Según el matutino, fuentes de la Procuración, adelantaron que pedirán que les concedan el recurso con efectos suspensivos. Esto quiere decir que van a solicitar que cuando la Cámara les habilite el camino a la Corte -si es que lo hace- suspenda la ejecución del fallo.
Tendrá doble chance. Aunque hasta ahora se tramitaron en paralelo, como si fueran uno, los casos son dos. Uno se inició con una denuncia de Pro; el otro, con una presentación de la UCR. Como se tramitaron durante la feria judicial, los resolvieron la misma jueza y los mismos camaristas, pero ahora los dos recursos que presentará el Gobierno serán tratados por dos salas diferentes del tribunal, informaron en la Procuración.
De todos modos, como el primer pago de la deuda es dentro de seis meses, todo indica que el asunto será tratado y resuelto por el Congreso antes de que el Poder Ejecutivo pueda hacer uso de esos fondos.

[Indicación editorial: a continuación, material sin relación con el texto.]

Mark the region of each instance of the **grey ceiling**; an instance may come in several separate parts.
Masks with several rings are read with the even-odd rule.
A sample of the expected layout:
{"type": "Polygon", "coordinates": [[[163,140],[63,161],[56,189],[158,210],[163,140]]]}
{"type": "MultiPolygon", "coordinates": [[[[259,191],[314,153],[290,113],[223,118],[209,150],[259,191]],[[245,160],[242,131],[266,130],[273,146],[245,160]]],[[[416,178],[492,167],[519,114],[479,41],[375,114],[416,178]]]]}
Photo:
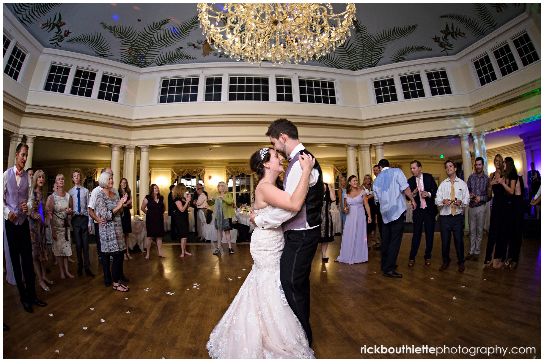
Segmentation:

Para llegar a la Corte, Da Rocha deberá atravesar un obstáculo. En principio, el máximo tribunal sólo revisa sentencias definitivas y las medidas cautelares no lo son. Su estrategia será entonces plantear que es un caso de "gravedad institucional", que están comprometidas instituciones básicas de la República y que, por eso, se justifica obviar los requisitos formales de procedencia del recurso, relataron en la Procuración.
El martes pasado, una alta fuente de la Corte dijo, en referencia a este caso, que "normalmente" el máximo tribunal no acepta analizar medidas cautelares. Dejó abierta así la posibilidad de una excepción.
Da Rocha sostendrá además que el fallo de Cámara es arbitrario y que desconoce una atribución que la Constitución le da en forma expresa al Ejecutivo: la de dictar decretos de necesidad y urgencia. Afirmará que se cumplieron los requisitos para que la Presidenta tome la decisión que tomó por la vía que lo hizo.
Una vez presentado el recurso extraordinario, la Cámara le dará 10 días hábiles a la oposición para que opine y sólo después estará en condiciones de resolver si le allana el camino al Gobierno (si no lo hace, existe una última posibilidad: ir en queja a la Corte). Todo indica que para ese entonces, el Congreso, que tiene mandato constitucional para revisar el decreto, habrá retomado su actividad y se habrá pronunciado o estará a días de hacerlo.